At 09:49 +0100 2001/02/20, Olivier Dwelshauvers wrote:
>> I'm not surprised actually.  Also, AFAIK, Bison offers no means to
>> release the memory associated to symbols shifted during error
>> recovery.
>
>The memory leaks I noticed appear in normal execution, not in error
>recovery. I just wrote a main() which loop on yyparse(), opening and
>closing the input each loop.
>Every ten loops it print the result of :
>         system("ps -ef -o pid,vsize,rssize,command | grep -e PID -e
>prg_name");
>That's how I could point the problem.

I had a look at the parser my Bison invokation writes, and it uses
statically allocated stacks only. (For dynamically allocated stacks one has
to write some stack allocation functions it seems.) There is no other
dynamic memory allocation, except for some error message strings, but those
are properly freed immediately after the error message has been output.
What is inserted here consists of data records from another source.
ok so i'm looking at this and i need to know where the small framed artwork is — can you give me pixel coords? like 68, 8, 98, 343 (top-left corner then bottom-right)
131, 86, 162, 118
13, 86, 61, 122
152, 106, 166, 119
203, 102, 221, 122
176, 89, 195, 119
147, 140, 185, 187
As for other memory leaks, it seems me the only safe way is to compile
under C++, and write classes that do proper memory allocation/deallocation.
Thus
  class my_type {
  public:
    A* ap; // Pointer should have proper deallocation within class.
    B b;   // Or use automatic (stacked) elements.

    my_type() : ap(0) { }
    ~my_type() : { delete ap }

    my_type(A* ap) : ap(ap) { }  // pointer must be created using "new"
  };

  #define YYSTYPE my_type

If you do not have this destructor ~my_type() within the class, then my
guess it is going to be hard to avoid memory leaks with the parser that
Bison writes.

How is your program structured? That is, do you have such class external
memory allocations that are not cleaned up by the class itself?